Plans are submitted, and a skilled crew of inmates supervised by a foreman from Johnson City’s Public Works Department is expected to start building the 100-foot ramp leading to the bridge, and the 35-foot span itself, later this winter. Funds for work conducted at Jacob’s Park are in a separate account with Boone Watershed Partnership (BWP), one of many partners that have helped bring the park to its current level of completion. Francisco believes the BWP fund currently has enough money in it to fund the bridge.
The final major expense will be several hundred feet of boardwalk that will allow visitors to traverse the ecologically sensitive wetlands themselves without damaging the habitat. Funds continue to be raised through the annual Jacob’s Bike Ride and Awareness Walk each April, and through private donations to the BWP fund. But Charlie Stahl, a Johnson City Assistant City Manager who sits on the Parks and Recreation Advisory Board and has watched Francisco’s efforts to develop the park from the beginning, said he sees it coming to full fruition through a variety of funding sources and volunteer laborers.
“It’s been the tears and labor of Bill and a variety of volunteers and supporters that have brought this project from a vision and a hope and a dream of Bill’s and his family’s into reality,” Stahl said. “It’s very satisfying for me as a member of the park board to see this coming to reality.”
Stahl said the city will fund continuing operation and maintenance of the park, and that public funding availability for its development – including possibly the boardwalks – isn’t out of the question. He also sees continued involvement from East Tennessee State University, the Tennessee departments of environment and conservation and agriculture, the BWP and others.

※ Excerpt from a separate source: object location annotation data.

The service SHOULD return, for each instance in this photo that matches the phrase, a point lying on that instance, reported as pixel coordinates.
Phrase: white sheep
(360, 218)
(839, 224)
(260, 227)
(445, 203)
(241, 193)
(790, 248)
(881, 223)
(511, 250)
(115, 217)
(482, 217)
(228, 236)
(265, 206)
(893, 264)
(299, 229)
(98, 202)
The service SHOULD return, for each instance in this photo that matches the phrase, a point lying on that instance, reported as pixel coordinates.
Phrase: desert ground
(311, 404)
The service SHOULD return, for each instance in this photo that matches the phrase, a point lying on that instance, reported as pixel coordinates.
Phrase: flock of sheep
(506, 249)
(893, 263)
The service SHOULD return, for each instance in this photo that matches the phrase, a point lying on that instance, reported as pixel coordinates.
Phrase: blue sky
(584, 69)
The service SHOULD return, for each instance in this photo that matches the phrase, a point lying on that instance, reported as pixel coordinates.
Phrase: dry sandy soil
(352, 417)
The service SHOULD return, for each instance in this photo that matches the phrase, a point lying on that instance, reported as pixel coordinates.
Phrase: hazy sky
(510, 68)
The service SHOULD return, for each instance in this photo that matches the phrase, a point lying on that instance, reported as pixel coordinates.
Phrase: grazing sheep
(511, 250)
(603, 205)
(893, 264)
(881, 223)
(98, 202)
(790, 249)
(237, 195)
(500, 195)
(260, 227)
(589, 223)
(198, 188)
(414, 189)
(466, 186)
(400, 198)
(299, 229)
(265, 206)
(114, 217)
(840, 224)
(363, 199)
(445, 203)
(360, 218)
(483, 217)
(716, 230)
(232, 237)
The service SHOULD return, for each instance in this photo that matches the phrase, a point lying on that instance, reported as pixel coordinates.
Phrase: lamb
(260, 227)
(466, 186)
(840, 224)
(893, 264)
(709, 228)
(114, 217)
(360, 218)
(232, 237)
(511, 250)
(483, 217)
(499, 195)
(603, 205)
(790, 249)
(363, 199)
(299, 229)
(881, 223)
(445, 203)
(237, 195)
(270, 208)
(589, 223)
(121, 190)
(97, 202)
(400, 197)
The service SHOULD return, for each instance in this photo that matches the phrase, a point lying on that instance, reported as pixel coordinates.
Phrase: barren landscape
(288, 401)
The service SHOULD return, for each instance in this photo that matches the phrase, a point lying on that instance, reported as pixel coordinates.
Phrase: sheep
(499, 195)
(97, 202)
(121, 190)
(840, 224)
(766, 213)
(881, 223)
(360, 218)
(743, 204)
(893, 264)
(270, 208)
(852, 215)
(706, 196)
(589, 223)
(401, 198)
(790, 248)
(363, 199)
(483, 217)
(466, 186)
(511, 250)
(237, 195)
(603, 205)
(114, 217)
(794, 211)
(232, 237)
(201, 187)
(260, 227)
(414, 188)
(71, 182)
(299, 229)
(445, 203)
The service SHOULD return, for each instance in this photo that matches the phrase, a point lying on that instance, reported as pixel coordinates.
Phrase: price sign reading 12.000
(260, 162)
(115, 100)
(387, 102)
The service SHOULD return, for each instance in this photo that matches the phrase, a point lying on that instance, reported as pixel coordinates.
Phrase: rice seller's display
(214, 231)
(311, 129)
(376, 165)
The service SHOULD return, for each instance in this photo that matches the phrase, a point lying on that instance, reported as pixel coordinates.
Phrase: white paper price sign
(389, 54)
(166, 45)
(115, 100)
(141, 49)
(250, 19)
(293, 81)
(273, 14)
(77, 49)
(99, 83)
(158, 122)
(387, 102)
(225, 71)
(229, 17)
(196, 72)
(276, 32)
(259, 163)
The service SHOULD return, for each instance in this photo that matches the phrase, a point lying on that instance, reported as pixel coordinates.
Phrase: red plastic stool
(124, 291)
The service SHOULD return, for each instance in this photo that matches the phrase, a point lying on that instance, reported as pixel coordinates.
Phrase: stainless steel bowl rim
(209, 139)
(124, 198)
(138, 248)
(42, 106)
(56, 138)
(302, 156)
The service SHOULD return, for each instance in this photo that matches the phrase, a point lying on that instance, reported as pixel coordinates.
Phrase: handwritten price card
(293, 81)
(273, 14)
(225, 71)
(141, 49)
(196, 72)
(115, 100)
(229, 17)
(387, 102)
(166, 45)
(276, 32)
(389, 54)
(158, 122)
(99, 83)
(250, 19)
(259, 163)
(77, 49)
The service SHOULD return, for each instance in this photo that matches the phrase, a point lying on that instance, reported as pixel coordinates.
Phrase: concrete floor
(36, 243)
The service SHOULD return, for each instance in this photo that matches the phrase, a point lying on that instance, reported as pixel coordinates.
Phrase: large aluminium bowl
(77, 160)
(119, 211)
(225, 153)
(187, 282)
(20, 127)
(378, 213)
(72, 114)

“It’s a unique feature, and I think we’re going to see more interest from a cross-section of agencies, public, semi-public and private, than some other city properties, just because of what it’s become and it’s becoming. It’s exciting.”
To visit Jacob’s Nature Park, take King Springs Road 0.6 miles east from its intersection with Legion Street (four-way stop sign) and park on the right just past 1214 King Springs.